- ¿De qué tienes miedo
- Tengo miedo a desatar el nudo que he hecho, miedo a que los suaves toquecitos vuelvan a oirse bajo el pecho, miedo de volver a sentir.
- Sentir es bueno ¿no?
- No te creas, es lo menos práctico que hay, significa volver a dormir poco, pensar mucho, que te duelan las sienes, que te quedes sin palabras si eres la persona más parlanchina del mundo o que solo digas tonterias cuando lo que preferirias hacer es estar callado.

- Buf, exageras. Tú y tu modo poético de hablar siempre haciendo una montaña de todo...aunque la verdad es que siempre consigues impresionarme.
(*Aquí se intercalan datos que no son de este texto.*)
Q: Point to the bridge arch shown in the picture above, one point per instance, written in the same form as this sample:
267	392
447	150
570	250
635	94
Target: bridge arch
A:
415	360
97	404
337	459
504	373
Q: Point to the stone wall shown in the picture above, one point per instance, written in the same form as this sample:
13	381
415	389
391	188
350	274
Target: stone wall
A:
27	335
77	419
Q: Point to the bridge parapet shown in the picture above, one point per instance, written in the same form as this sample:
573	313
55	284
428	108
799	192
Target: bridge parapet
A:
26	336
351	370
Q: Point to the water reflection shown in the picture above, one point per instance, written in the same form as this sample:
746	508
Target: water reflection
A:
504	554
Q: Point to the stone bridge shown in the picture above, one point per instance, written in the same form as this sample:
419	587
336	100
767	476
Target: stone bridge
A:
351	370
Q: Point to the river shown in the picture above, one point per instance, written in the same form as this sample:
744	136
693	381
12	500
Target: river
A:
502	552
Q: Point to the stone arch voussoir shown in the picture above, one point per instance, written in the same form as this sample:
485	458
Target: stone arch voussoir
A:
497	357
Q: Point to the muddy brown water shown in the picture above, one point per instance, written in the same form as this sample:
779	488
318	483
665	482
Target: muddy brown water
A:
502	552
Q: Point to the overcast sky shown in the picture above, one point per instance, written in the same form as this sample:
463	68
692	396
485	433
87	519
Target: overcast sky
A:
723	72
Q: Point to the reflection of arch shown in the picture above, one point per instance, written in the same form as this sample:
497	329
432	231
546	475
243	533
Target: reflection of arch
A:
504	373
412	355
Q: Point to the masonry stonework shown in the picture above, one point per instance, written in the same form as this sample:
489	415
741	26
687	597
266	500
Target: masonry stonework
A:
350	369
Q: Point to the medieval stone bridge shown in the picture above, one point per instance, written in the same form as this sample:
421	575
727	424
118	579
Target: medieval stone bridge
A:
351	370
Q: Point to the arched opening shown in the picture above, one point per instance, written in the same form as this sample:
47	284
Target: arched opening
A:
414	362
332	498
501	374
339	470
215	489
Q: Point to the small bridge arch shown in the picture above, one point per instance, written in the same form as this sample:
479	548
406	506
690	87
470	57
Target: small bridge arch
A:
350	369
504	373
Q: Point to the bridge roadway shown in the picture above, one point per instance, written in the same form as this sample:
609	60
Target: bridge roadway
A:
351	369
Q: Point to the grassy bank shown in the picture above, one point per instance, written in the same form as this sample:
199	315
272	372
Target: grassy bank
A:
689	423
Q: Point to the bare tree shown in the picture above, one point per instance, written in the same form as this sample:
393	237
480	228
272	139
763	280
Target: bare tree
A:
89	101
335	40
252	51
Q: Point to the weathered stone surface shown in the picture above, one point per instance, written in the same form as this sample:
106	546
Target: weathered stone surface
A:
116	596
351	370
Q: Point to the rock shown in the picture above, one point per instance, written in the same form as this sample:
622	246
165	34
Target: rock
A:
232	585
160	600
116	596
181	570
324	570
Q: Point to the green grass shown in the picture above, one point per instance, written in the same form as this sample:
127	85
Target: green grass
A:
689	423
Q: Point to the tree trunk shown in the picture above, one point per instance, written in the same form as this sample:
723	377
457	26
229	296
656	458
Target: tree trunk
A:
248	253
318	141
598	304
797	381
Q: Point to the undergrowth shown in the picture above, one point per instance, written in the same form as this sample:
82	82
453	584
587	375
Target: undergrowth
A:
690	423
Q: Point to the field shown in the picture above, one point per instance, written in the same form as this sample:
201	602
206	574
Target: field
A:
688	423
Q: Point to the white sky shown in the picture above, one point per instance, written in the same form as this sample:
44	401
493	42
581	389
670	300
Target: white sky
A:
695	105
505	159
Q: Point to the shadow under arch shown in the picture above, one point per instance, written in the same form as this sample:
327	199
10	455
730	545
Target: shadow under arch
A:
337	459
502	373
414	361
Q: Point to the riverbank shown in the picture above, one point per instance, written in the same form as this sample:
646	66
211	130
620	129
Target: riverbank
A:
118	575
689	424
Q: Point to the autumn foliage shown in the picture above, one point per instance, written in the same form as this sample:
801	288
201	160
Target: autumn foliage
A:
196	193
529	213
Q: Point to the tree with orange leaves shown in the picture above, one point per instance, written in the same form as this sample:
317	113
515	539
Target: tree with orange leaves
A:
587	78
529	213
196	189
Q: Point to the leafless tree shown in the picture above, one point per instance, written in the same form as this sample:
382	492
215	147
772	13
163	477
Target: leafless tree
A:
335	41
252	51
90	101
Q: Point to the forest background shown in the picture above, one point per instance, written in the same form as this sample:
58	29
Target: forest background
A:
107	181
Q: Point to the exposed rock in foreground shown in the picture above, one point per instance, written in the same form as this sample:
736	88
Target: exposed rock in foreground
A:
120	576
- Solo te muestro lo que pienso, lo que pienso justo en este momento, porque puede que mañana sea distinto o puede que mañana quiera creerme otras cosas o callarme algunas.
- Eres demasiado para mí.
- Yo también me siento demasiado para mí.
-Lo mejor será irse a dormir.
- ¿Dormir? Eso será si el nudo que he hecho aun tiene consistencia y no se ha desatado del todo y lo que sujete esté dispuesto a hacerme tambalear y caer.
- Bueno hoy descansa, hay días en que la cama es el refugio del alma.